しかし、今回の違和感は今までとは比べものにならないくらい酷かった。お尻の奥をマッサージしないとどうしようもないくらいの凝り方だったのだ。わたしは普段コワーキングオフィスで働いていて、フレックスタイムの環境だった。だからこそ、仕事中でもどうにもならないお尻の奥の不快感が、たまらなく嫌だった。

その日は特に急ぎの仕事もなかったので、仕事中ではあったが、たまらず通い慣れたジムへ向かった。

ジムでほぐしても、消えなかった違和感

ジムにはお尻をほぐすためのテニスボールのようなボールや、ポールストレッチの道具が置いてある。左のお尻にそれを当てて、ぐりぐりとほぐしてみた。

しかし、いくらほぐしてもお尻の奥の違和感は取れない。

最初は「最近ルーマニアンデッドリフトをやり込んでいたから、きっとお尻が硬くなっているんだろう。しばらくすればおさまるはずだ」と、安易に考えていた。その日はそのまま終わった。

翌日、ハムストリングにピーンと張った痛みが走った

そして日が明けた翌日。お尻の奥の違和感は少し和らいでいた。ところが今度は、ハムストリングとハムストリングの外側が、ピーンと張ったような痛みに変わっていた。

それは自分にとって初めての経験だった。最初は何という症状なのか、自分でもまったくわからなかった。坐骨神経痛自体、この時が初めてだったので、「ハムストリングの筋を伸ばしてしまったのかな」くらいにしか思っていなかった。

左のお尻の奥からハムストリングにかけて坐骨神経痛の違和感が広がる様子を表したイラスト

家に帰ってから、仰向けに寝て両手で左のハムストリングを抱えるようにして伸ばしてみた。しかし、ストレッチをしても張ったような違和感は変わらなかった。

仰向けに寝て両手で左ハムストリングを伸ばすストレッチのイラスト

——これが、これから長く辛い戦いのはじまりだった。

結論から言うと、この時すでにわたしは腰椎ヘルニアL5-S1になっていた。それがわかったのは、2か月後にMRI検査を受けてからのことだ。

坐骨神経痛の原因は、変なストレッチだった?

わたしは筋トレをしていて、特にデッドリフトを頑張っていた。最初は40kgからスタートしたが、1年経つ頃には100kgも上がるようになっていた。

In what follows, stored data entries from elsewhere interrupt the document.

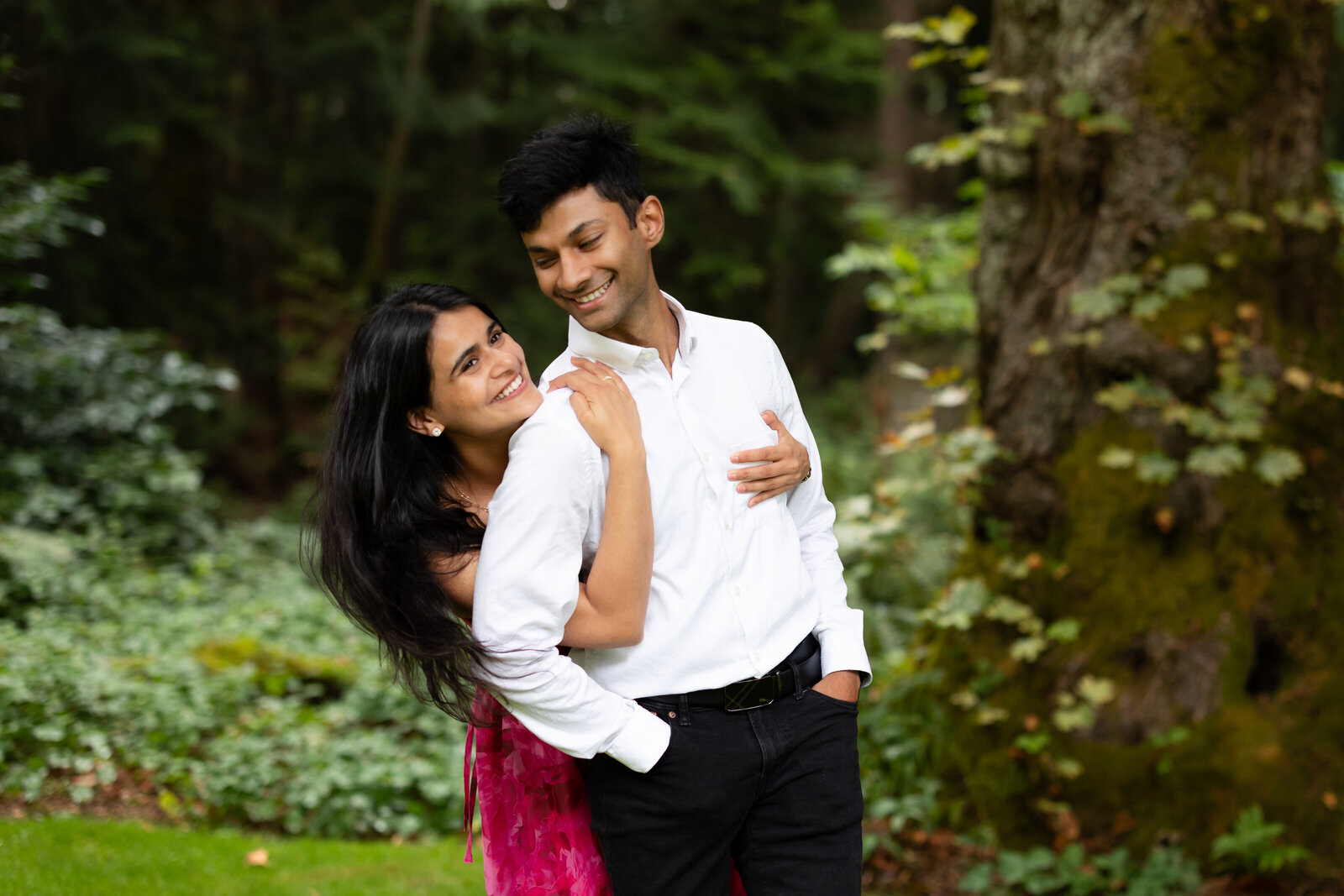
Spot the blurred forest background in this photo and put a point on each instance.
(1061, 282)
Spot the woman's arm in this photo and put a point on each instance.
(613, 600)
(612, 604)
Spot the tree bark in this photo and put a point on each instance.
(1214, 605)
(381, 222)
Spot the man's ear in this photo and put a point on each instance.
(649, 221)
(421, 422)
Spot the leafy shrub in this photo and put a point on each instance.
(1042, 872)
(87, 448)
(900, 542)
(232, 683)
(1253, 846)
(140, 634)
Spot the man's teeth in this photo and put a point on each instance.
(596, 293)
(508, 390)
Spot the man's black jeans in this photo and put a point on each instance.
(773, 789)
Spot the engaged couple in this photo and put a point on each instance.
(625, 575)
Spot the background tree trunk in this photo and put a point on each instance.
(1216, 605)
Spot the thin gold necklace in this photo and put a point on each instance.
(468, 503)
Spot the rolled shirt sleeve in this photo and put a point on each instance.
(528, 587)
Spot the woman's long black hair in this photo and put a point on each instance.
(382, 515)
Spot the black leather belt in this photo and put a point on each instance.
(800, 671)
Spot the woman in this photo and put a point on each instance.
(432, 391)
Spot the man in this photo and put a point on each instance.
(727, 732)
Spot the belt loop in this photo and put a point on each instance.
(797, 680)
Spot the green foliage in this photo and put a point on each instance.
(62, 856)
(228, 681)
(84, 417)
(920, 266)
(141, 637)
(37, 214)
(249, 154)
(1073, 872)
(1253, 846)
(900, 543)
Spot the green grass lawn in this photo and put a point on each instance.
(82, 857)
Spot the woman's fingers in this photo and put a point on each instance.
(768, 483)
(768, 454)
(766, 496)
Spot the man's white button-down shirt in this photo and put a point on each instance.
(734, 589)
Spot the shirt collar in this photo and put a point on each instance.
(622, 356)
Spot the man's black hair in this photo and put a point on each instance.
(569, 156)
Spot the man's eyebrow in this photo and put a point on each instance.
(573, 234)
(474, 347)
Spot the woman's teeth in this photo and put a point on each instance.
(508, 390)
(596, 293)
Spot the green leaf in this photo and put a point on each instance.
(953, 27)
(1216, 459)
(1063, 631)
(1202, 210)
(1032, 743)
(1095, 304)
(1095, 691)
(1008, 610)
(1028, 649)
(1108, 123)
(1155, 466)
(1247, 221)
(1278, 465)
(1148, 307)
(1074, 718)
(1184, 278)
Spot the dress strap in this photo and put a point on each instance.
(470, 789)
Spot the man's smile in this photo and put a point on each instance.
(597, 293)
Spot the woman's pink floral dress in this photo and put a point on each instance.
(534, 813)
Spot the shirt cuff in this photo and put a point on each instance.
(842, 652)
(643, 741)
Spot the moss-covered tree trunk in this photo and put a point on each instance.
(1176, 134)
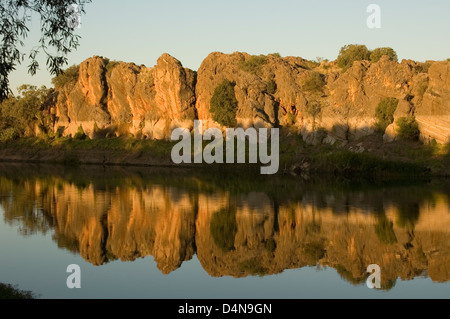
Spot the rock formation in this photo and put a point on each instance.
(122, 98)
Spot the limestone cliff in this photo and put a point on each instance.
(123, 98)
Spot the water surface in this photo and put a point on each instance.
(172, 233)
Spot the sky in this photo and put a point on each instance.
(140, 31)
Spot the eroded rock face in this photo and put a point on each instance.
(123, 98)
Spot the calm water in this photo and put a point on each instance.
(167, 233)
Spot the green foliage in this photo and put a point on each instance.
(10, 292)
(422, 88)
(378, 53)
(385, 112)
(223, 104)
(408, 128)
(57, 38)
(423, 67)
(314, 108)
(80, 135)
(314, 83)
(223, 229)
(253, 64)
(271, 86)
(9, 134)
(68, 76)
(351, 53)
(23, 112)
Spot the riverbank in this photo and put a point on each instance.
(366, 157)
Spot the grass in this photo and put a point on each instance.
(8, 291)
(393, 159)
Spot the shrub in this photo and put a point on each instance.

人間、欲が出るもので、重量が上がるようになってくると、さらに高重量を目指してしまう。筋トレをやる人は、みんな同じだと思う。

今思えば、それが仇(あだ)だった。筋トレのYouTubeを見て、「デッドリフトを伸ばすにはルーマニアンデッドリフトがいい」ということを知り、わたしはルーマニアンデッドリフトを頑張るようになった。

ルーマニアンデッドリフトは、通常のデッドリフトと違い、筋肉を伸ばした状態で鍛える種目だ。この「伸ばして鍛える」やり方が、自分の身体には合っていなかったようだ。